( here she is the poor, pitiful dear just fallen asleep after her fall, thank you Jesus for Tylenol! )
Just after we'd gotten home to David with our x-ray picture proof of A's broken wrist, we were happily cleaning out the van together, so thankful to be together as a family once again, when out of the blue and for no obvious reason we had the scare of our lives with Lucy. She started to fuss and we thought she was going to throw up when she went into what we now believe may have been a non febrile seizure. Including, complete loss of color, as her eyes rolled back in her head, and she was taking only really shallow breaths, and not responding, as she went completely limp and lethargic in my arms. I would like to say that I kept my composure in those excruciatingly long minutes but that would be a lie. I lost it right then and there and quite literally cried out to Jesus in desperation to please help my baby, save my baby, to not take my baby. And thank God that David was there. David called 911. Those 7 minutes felt like an eternity. By the time the ambulance pulled up to our house, she was starting to regain her color and was beginning to respond again. When they checked, her vitals were all perfect. And it was over as quickly as it came. I felt like I'd been holding my own breath the whole time it seemed she was holding hers. The EMT's were so nice and didn't even look at us like we were completely nuts, as I rocked in my arms our once again perfectly healthy toddler in my arms. And later sobbed in relief that it was over and she is fine. Because thanks be to God, she hasn't skipped a beat since then. Our Dr. said that hopefully this was a completely isolated, once in a lifetime incident for her. And as long as it never happens again, he didn't feel the need to do any further testing. I have relived those terrifying minutes so many times in the past few days. And I cannot stop thanking Jesus tonight for the indescribably beautiful life of my little Lucy Wren girl. She is such a gift to all us.

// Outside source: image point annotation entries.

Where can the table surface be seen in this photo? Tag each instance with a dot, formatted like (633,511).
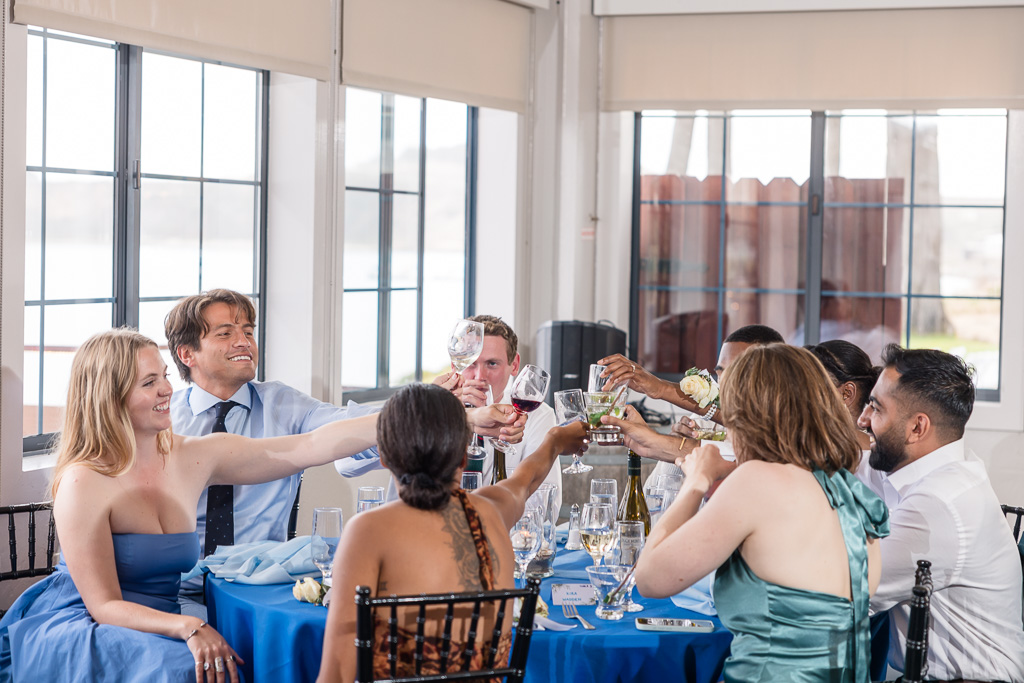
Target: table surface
(290,637)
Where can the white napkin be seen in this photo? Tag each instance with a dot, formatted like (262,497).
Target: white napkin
(546,623)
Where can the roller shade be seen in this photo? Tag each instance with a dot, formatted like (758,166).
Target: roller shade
(921,59)
(294,37)
(473,51)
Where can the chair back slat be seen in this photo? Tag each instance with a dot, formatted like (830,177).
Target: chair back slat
(470,651)
(392,625)
(513,671)
(28,512)
(364,635)
(446,636)
(421,624)
(915,657)
(496,635)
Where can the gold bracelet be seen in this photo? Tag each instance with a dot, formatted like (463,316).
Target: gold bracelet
(195,631)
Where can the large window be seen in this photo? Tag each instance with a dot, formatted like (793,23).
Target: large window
(409,189)
(145,183)
(867,225)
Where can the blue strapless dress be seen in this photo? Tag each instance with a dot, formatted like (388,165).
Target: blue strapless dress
(48,634)
(788,634)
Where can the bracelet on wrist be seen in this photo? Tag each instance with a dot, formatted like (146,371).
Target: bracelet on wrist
(195,631)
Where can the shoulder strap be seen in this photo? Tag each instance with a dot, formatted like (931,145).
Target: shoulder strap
(479,542)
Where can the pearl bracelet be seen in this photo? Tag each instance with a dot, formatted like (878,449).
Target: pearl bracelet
(195,631)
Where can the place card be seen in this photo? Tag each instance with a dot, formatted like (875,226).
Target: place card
(572,594)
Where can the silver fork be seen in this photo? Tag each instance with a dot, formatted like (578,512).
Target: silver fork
(569,611)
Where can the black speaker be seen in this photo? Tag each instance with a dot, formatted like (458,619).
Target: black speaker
(566,349)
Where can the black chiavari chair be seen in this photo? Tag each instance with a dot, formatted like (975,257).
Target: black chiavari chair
(513,671)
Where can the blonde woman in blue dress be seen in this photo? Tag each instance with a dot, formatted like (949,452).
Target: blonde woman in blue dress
(792,532)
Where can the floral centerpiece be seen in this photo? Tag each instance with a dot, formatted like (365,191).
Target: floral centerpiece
(701,387)
(311,591)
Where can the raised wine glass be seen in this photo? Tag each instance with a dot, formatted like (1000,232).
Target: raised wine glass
(324,541)
(528,391)
(527,537)
(597,529)
(465,345)
(569,408)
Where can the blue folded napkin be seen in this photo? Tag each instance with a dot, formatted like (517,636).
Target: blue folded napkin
(260,563)
(698,597)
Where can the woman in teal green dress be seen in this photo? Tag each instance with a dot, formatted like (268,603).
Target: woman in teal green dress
(793,534)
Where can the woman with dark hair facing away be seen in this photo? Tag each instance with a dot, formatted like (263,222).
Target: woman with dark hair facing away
(125,491)
(793,534)
(436,538)
(852,374)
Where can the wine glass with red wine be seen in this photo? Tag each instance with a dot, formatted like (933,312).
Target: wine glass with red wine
(528,391)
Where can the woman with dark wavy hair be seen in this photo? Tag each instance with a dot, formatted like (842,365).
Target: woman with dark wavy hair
(436,538)
(852,374)
(793,534)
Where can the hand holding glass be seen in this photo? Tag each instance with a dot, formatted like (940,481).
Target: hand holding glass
(324,542)
(528,391)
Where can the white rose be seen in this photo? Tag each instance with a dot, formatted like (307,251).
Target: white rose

It brings me such joy to get to be her Mama . She truly lights up our world, just like her name means...She's sunshine on a cloudy day and as the song that we sing to her and call "her song" and that she love to hum back to us says...
Look at all the angels watching you
They’re singing songs that we have never heard
Their voices ring like bells over the mountains
Oh, if only we could hear their words
God is near, little girl.
Your eyes are brilliant,deep sky blue.
Your quiet wisdom is an evening song.
The angels must be breathless at your beauty
Like the world catches its breath before the dawn.
God is near, little one.
And Jesus bends to hear you breathe;
His tender hands are holding you tonight.
His heart is ravished when you look at Him,
and oh, the endless mercy in His eyes;
God is here, little light.
Little Light, by Audrey Assad
Oh for a heart to savor every day even...no, especially the brutally hard ones.
Oh for a heart that trusts and is surrendered.
Oh for the patience to be the tender Mama that I know I am called to be.
Oh for the eyes to see, and too not take for granted the gift of these days, and the almost four treasures that I call my own.